Impact of Water on the Properties of Litfsi-Acetonitrile Superconcentrated Electrolytes

Abstract

Superconcentrated electrolytes are a new class of electrolyte that is of interest to the scientific community for battery applications. These electrolytes consist of an amount of salt greater than the amount of solvent, while remaining liquid. It is currently accepted that the reduction of the solvation sphere under these conditions results in a greater electrochemical stability of the solvent and a higher Li+ transport number. These properties are widely used in the literature For instance, superconcentrated electrolytes employing acetonitrile as the solvent have been applied in lithium metal batteries while acetonitrile with moderate salt concentration decomposes on lithium. Despite the attractiveness of the field to these electrolytes, their properties are still poorly understood, and the methods of analysis used vary between different studies. There is no standard protocol for their use and it becomes difficult to establish correlations between different studies.

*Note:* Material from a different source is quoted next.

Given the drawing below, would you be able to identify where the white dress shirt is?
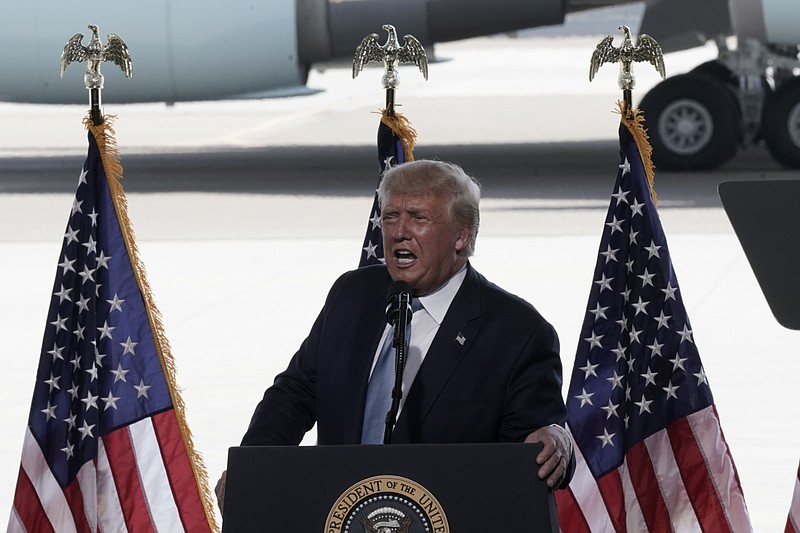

Our goal is to establish the required methods to standardize the methodology and fill the gaps in the field.To do so, we firstly studied superconcentrated electrolytes based on LiTFSI and acetonitrile. The approach taken highlights the factors that have a significant impact on the properties of electrolytes. One of these factors is the water content. The results demonstrate that the presence of water in the solutions has a limited impact on the physical properties of viscosity and density of the mixtures as long at the concentration remains at and below 1000 ppm. The water content has a significant impact on the electrochemical window of stability of the electrolyte, reducing it to less than 2 V at 1000 ppm. The solvating structure of superconcentrated electrolytes is also studied via the electrochemistry of the Ferrocene/Ferrocenium couple to probe the impact of the electrolyte properties on electron transfer reactions. These results highlight the importance of structure and composition in the development of superconcentrated electrolytes.